Previouly, there are three channels for multi-process
(i.e., primary/secondary) communication.
  1. Config-file based channel, in which, the primary process writes
     info into a pre-defined config file, and the secondary process
     reads info out.
  2. vfio submodule has its own channel based on unix socket for the
     secondary process to get container fd and group fd from the
     primary process.
  3. pdump submodule also has its own channel based on unix socket for
     packet dump.

It'll be good to have a generic communication channel for multi-process
communication to accomodate the requirements including:
  a. Secondary wants to send info to primary, for example, secondary
     would like to send request (about some specific vdev to primary).
  b. Sending info at any time, instead of just initialization time.
  c. Share FDs with the other side, for vdev like vhost, related FDs
     (memory region, kick) should be shared.
  d. A send message request needs the other side to response immediately.
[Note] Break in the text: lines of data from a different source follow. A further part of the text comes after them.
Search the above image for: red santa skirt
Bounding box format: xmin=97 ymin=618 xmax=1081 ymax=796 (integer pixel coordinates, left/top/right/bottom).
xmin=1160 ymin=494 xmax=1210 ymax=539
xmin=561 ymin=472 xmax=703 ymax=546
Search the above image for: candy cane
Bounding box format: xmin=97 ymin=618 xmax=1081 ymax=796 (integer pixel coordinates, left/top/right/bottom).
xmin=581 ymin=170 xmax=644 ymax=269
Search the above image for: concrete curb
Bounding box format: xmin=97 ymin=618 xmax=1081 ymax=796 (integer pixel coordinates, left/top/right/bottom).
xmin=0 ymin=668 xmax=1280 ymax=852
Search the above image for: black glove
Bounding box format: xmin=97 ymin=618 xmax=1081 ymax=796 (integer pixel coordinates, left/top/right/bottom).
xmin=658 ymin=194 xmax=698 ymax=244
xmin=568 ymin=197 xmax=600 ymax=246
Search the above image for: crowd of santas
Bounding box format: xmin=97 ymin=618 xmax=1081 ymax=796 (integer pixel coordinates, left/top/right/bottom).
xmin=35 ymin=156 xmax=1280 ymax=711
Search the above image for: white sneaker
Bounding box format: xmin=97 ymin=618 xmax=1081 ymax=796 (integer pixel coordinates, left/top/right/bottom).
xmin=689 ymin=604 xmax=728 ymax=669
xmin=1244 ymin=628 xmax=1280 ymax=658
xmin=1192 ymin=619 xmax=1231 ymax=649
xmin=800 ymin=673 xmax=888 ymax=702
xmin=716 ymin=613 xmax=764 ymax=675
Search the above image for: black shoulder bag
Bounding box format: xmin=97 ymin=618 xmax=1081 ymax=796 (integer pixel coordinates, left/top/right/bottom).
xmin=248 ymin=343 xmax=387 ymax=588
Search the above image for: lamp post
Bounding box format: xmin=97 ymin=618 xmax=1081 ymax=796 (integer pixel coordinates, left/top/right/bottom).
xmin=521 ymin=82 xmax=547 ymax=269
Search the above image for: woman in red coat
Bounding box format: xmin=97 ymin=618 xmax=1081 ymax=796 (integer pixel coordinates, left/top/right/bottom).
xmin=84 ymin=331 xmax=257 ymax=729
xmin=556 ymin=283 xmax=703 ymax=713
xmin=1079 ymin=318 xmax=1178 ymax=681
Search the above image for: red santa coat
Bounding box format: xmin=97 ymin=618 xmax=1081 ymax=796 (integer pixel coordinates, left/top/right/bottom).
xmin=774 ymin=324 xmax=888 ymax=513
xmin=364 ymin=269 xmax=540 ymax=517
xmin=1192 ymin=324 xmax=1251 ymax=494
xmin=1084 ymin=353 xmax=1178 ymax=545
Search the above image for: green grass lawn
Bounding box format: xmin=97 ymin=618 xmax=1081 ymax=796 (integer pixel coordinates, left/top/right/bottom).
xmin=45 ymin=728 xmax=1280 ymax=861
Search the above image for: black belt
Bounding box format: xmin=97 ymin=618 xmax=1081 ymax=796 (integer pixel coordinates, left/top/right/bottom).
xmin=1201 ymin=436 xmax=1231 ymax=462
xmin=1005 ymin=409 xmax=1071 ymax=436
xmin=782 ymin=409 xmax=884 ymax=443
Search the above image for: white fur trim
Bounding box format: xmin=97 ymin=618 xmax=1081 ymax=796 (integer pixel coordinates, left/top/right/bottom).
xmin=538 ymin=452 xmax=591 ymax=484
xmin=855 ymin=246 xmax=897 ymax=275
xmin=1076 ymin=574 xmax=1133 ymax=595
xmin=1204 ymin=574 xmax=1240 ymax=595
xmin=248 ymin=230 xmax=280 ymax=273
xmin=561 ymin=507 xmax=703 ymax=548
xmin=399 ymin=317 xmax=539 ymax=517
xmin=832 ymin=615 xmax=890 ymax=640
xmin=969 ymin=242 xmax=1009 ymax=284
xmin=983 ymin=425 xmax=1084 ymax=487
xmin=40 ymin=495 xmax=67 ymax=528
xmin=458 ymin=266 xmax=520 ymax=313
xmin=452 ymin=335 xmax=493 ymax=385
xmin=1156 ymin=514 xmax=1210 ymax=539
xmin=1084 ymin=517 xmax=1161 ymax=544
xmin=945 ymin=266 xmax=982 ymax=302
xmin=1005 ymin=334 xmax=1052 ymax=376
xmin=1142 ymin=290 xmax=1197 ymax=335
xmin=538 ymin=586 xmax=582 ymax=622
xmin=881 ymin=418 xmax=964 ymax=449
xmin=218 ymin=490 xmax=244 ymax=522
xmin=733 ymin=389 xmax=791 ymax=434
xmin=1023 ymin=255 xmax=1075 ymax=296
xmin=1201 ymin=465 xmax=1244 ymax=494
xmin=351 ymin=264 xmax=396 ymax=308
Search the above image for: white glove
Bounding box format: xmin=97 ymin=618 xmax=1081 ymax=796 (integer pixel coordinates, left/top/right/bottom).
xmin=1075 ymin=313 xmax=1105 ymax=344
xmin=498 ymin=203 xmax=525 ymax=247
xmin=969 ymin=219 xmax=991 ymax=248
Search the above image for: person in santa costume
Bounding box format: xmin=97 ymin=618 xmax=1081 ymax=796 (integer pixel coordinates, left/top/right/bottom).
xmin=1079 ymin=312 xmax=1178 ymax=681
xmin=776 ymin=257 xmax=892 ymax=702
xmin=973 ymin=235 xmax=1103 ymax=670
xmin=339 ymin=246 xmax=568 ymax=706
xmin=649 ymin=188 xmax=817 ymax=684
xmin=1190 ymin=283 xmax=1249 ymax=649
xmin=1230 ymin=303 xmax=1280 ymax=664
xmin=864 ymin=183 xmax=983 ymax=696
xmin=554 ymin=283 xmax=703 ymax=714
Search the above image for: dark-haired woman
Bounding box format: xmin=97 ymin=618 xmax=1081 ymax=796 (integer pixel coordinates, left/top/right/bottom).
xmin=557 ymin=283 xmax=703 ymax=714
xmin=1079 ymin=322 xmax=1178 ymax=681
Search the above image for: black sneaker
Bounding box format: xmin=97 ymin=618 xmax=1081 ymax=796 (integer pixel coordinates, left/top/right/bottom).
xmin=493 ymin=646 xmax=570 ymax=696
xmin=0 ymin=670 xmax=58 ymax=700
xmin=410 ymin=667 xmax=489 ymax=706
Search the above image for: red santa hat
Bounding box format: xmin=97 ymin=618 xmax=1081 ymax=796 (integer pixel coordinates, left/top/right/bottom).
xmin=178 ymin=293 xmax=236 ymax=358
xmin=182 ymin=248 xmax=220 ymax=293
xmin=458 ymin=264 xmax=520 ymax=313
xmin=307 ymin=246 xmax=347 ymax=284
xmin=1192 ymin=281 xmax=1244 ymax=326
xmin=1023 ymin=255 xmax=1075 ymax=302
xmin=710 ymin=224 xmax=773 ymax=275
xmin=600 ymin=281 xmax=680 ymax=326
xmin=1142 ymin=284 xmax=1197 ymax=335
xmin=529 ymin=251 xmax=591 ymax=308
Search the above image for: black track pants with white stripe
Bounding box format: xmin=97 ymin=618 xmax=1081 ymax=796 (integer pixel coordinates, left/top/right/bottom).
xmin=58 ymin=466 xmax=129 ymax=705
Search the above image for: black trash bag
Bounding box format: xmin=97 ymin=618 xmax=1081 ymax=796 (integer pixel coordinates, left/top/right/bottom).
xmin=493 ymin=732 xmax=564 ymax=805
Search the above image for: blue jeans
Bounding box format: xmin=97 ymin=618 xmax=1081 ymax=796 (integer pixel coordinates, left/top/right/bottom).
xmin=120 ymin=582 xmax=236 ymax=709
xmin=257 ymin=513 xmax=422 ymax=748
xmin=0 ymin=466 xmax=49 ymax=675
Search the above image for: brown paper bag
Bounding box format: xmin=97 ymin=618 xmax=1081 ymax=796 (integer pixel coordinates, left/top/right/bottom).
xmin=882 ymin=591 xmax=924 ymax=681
This patch proposes to create a communication channel, as an unix
socket connection, for above requirements. Primary will listen on
the unix socket; secondary will connect this socket to talk.

Three new APIs are added:

  1. rte_eal_mp_action_register is used to register an action,
     indexed by a string; if the calling component wants to
     response the messages from the corresponding component in
     its primary process or secondary processes.
  2. rte_eal_mp_action_unregister is used to unregister the action
     if the calling component does not want to response the messages.
  3. rte_eal_mp_sendmsg is used to send a message.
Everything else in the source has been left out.